By night, she experiments with masturbation and curses her sinful hand. By day, she escapes into dance practice and solo bike rides at dusk, the air thick with humidity and crickets (characters are dripping in sweat on multiple occasions, often coinciding with a melting of control). The honeyed Southern summer setting, lushly captured by cinematographer Brian Lannin, feels expansive in a way Jem’s social and emotional futures do not. This is Duggar-type Christian fundamentalism – long skirts and covered shoulders, no social associations outside church and no secular culture. The two first reconnect on a stairwell outside church – Jem in snotty tears after a fellow congregant chastises her visible bra outline Owen, recently returned from a missionary stint in Puerto Rico, the subject of gossip over why he and his wife (Jessamine Burgum) don’t have children yet.
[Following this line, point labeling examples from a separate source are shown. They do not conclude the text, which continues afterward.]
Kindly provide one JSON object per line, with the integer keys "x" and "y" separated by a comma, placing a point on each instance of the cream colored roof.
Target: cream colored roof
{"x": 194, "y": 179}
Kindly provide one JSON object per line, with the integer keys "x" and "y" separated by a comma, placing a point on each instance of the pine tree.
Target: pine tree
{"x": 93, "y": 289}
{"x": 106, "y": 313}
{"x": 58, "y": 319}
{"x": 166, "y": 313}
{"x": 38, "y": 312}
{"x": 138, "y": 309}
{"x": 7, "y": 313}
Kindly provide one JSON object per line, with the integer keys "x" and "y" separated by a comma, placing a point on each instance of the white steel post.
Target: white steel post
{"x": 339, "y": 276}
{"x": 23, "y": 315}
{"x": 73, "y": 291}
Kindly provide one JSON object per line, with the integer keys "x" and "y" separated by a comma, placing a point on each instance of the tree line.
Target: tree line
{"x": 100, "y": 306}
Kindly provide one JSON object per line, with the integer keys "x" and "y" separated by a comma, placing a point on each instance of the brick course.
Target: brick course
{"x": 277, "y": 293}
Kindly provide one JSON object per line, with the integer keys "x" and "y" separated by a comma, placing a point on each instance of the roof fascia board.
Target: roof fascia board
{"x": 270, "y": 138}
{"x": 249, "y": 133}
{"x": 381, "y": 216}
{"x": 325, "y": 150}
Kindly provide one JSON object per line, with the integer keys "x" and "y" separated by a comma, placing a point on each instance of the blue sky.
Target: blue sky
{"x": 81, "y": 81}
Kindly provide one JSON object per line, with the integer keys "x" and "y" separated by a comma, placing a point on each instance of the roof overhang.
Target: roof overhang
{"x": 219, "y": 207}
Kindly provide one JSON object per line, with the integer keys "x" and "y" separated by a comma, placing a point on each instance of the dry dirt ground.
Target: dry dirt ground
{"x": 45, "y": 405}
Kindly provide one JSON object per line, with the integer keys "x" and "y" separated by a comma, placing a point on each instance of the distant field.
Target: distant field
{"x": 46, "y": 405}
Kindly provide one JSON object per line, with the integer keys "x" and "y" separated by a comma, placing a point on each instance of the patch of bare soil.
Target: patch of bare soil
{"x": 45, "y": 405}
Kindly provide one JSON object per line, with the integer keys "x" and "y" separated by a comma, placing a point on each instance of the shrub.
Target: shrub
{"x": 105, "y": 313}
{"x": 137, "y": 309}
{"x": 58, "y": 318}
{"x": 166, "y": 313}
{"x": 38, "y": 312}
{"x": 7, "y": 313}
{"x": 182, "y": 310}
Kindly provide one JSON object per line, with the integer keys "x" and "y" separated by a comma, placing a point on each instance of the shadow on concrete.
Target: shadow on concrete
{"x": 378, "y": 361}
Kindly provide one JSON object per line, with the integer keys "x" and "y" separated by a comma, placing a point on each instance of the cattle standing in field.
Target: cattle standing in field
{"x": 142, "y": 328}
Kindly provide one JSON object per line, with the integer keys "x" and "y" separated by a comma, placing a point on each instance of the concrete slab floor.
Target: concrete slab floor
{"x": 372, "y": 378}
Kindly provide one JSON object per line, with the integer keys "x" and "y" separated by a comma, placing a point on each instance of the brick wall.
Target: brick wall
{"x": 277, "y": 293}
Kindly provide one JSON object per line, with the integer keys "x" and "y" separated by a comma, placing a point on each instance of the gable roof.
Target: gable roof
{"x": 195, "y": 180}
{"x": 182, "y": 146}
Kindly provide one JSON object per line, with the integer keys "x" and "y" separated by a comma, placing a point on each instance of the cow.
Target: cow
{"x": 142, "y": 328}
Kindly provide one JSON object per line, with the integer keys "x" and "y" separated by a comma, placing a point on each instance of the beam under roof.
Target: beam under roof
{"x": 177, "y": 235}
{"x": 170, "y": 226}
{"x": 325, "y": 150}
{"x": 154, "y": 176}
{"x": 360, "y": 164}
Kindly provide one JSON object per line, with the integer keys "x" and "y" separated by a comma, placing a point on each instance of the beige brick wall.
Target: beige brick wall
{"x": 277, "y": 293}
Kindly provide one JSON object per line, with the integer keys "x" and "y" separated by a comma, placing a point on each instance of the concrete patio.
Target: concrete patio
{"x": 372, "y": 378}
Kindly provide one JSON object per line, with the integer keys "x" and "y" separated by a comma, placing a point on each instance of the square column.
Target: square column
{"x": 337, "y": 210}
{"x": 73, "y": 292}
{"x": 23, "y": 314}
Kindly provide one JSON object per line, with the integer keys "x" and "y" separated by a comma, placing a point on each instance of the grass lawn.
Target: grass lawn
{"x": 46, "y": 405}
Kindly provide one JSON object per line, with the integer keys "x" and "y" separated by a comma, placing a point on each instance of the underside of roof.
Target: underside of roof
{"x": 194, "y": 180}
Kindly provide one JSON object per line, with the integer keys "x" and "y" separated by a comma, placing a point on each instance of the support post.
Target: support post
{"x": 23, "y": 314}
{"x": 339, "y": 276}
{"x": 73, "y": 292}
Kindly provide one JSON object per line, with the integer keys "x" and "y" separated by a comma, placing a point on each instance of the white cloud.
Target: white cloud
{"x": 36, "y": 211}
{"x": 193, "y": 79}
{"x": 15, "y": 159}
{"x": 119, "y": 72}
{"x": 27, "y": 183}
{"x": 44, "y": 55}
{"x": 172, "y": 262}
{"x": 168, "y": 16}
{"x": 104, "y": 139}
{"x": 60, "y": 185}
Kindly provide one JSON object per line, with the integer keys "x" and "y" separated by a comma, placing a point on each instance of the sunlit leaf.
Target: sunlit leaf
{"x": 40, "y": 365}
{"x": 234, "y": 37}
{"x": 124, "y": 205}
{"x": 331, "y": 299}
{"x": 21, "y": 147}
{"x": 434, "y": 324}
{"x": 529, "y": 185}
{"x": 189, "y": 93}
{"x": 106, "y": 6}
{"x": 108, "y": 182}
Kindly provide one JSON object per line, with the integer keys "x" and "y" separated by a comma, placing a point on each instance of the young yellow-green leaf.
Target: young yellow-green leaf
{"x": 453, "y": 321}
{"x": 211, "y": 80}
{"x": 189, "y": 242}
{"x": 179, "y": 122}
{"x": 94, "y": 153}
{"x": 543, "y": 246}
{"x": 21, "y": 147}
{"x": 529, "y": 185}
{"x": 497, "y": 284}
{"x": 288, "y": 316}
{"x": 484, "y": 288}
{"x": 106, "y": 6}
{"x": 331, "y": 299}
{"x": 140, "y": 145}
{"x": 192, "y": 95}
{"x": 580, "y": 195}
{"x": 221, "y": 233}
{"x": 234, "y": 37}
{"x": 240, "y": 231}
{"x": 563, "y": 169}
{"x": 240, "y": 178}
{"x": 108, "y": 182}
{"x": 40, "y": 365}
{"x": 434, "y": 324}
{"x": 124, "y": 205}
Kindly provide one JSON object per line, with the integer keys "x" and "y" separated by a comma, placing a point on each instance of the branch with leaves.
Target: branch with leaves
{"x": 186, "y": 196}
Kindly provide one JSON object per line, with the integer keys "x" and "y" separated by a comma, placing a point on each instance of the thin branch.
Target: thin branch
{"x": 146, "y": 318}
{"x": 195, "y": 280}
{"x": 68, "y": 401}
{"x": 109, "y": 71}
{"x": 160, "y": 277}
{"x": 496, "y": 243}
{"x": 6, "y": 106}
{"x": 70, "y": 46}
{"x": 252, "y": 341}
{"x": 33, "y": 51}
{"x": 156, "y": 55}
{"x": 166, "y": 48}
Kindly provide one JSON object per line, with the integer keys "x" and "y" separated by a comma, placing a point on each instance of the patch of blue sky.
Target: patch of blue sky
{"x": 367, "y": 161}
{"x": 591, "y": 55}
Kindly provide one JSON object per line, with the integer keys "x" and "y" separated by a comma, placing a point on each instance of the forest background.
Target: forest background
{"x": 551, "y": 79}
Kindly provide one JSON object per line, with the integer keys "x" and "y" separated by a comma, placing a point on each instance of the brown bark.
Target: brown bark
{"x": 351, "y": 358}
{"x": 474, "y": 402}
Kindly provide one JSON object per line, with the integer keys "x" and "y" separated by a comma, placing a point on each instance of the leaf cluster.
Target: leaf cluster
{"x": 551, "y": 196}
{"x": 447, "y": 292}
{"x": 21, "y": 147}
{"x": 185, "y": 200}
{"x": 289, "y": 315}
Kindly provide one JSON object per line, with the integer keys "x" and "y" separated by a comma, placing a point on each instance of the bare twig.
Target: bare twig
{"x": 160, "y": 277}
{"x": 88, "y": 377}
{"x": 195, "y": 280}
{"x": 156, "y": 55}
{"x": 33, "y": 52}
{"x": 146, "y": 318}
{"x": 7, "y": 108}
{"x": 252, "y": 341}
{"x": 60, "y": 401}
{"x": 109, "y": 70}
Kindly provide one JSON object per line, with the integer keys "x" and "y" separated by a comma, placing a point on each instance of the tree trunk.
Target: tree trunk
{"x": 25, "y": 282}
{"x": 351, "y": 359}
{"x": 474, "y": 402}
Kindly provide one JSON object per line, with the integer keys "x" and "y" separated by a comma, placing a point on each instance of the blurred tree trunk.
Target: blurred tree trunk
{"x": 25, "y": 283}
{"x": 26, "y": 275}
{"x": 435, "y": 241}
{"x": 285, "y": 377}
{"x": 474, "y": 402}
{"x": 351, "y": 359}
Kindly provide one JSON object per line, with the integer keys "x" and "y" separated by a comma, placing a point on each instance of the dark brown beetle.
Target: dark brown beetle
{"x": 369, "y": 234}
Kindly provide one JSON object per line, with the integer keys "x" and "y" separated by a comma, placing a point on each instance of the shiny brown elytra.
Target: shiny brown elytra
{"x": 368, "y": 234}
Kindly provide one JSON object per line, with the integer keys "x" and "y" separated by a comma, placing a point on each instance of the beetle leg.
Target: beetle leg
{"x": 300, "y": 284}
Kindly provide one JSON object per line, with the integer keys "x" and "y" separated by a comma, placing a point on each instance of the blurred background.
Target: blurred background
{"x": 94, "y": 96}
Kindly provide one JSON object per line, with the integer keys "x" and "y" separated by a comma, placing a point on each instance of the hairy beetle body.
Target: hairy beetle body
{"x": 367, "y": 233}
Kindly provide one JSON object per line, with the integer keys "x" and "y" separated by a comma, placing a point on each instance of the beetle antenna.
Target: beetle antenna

Glance by glance, Jem is invariably drawn to Owen against the backdrop of shame-ridden conservatism.

It’s ultimately less a portrait of a toxic relationship – that’s not the tone of Owen and Jem’s connection here – than a familiar battle of faith and feelings, intuition versus indoctrination, the fine line between sin and sublime.


The Starling Girl, anchored by a bristling performance from the always solid Scanlen, is at its best when it hews to the combustible suspense of a teenage girl glimpsing her own instincts – for honesty, for autonomy, and most threateningly for pleasure. Parmet succeeds more on the former than the latter.